Der Rat von Mallorca zieht mit dem Streit um die Entfernung der Bus-HOV-Spur von der Flughafenautobahn vor den Obersten Gerichtshof.
Die Inselinstitution legte Berufung ein, nachdem der TSJM die Infrastruktur gebilligt hatte.
PalmeDer Rat von Mallorca hat präsentiert eine Berufung an den Obersten Gerichtshof Ziel ist es, die Bus-/HOV-Spur auf der Autobahn Ma-19, der Verbindungsstraße zwischen Palma und dem Flughafen, endgültig abzuschaffen. Dies gab der Inselrat für Territorium, Mobilität und Infrastruktur, Fernando Rubio, am Montag auf einer Pressekonferenz bekannt. Er erklärte, die rechtliche Begründung für die Berufung basiere auf technischen Gutachten des Inselrats, die die Abschaffung der Spur befürworten. Diese Gutachten sollten, wie zum Zeitpunkt ihrer Einrichtung, „verbindlich“ sein. Rubio argumentierte, die Infrastruktur habe „nicht die gewünschten Ergebnisse erzielt“, weshalb sich der Inselrat für diesen Rechtsweg entschieden habe, nachdem der Oberste Gerichtshof von Madrid (TSJM) erst vor einem Monat zugunsten des Erhalts der Spur entschieden hatte. Die Umsetzung der Bus-/HOV-Spur ist ohnehin seit 2024 aufgrund verschiedener Straßenbauarbeiten auf der Insel ausgesetzt. Nach deren Abschluss soll sie wieder in Betrieb genommen werden, sofern die Gerichte nicht anders entscheiden.
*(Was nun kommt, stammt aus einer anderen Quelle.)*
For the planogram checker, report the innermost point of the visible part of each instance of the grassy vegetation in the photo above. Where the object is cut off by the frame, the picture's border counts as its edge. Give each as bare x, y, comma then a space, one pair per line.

Der Regionalminister kündigte außerdem an, dass neue Arbeiten zur Verbesserung der Sicherheit auf dem Mittelstreifen der Autobahn „in Kürze“ beginnen und die Arbeiten am ersten Abschnitt des zweiten Autobahnrings in wenigen Monaten starten würden.
Zunahme der Unfälle
Der Gemeinderat wies die Argumentation des Obersten Gerichtshofs von Mallorca (TSJM) zurück, die die Unfallrate der Bus-/Fahrgemeinschaftsspur mit der des übrigen Straßennetzes Mallorcas vergleicht. Laut Gemeinderat sollte die Analyse durch einen Vergleich der Unfallraten auf demselben Straßenabschnitt über mehrere Jahre hinweg erfolgen. In diesem Zusammenhang wies er darauf hin, dass die Zahl der Unfälle auf diesem Abschnitt zwischen Januar und Oktober 2023 von 27 auf 55 gestiegen sei und sich damit im Vergleich zu 2022, als die Spur noch nicht existierte, verdoppelt habe. Im Gegensatz dazu sank die Zahl der Unfälle auf demselben Abschnitt in Richtung Flughafen – ohne Bus-/Fahrgemeinschaftsspur – von 37 auf 32. Der Gemeinderat plant, diese Daten in seiner Berufung zu aktualisieren. Er wies außerdem darauf hin, dass die Auslastung der Spur im Sommer jenes Jahres zwischen 7 % und 10 % lag, während die anderen Spuren eine Auslastung von über 65 % aufwiesen und somit „überlastet“ waren. Rubio wies außerdem darauf hin, dass die Hälfte der EMT-Buslinien Palmas diese Spur nicht nutzen könne, da sie nicht an den Stadtring angebunden seien, was, wie er sagte, zu Staus führe, die sich auf die umliegenden Straßen verlagerten. Aus all diesen Gründen zeigte sich der Stadtrat zuversichtlich, dass der Oberste Gerichtshof die Klage des Consell bestätigen werde, und verteidigte dessen Vorgehen, mit dem er den Erhalt dieser Infrastruktur, die seiner Ansicht nach von der Bevölkerung Mallorcas abgelehnt werde, verhindern wolle. Abschließend bestätigte Rubio, dass der Consell Pläne habe. ein Treffen mit der Generaldirektion für Verkehr (DGT)Obwohl er hervorhob, dass die Beziehung zwischen den beiden Institutionen „gut“ sei, betonte er, dass Jeder agiert in seinem eigenen Wirkungsbereich.Die DGT (spanische Generaldirektion für Verkehr) regelt den Verkehr, der Consell (die valencianische Regierung) ist für die Infrastruktur zuständig. Bei diesem Treffen erklärte der Consell, er werde seine Ablehnung der Bus-/HOV-Spur verteidigen und rief zu „gutem Willen beider Institutionen“ auf, denn wenn eine von ihnen ein bestimmtes Infrastrukturprojekt ablehne, müsse die andere „zuhören“.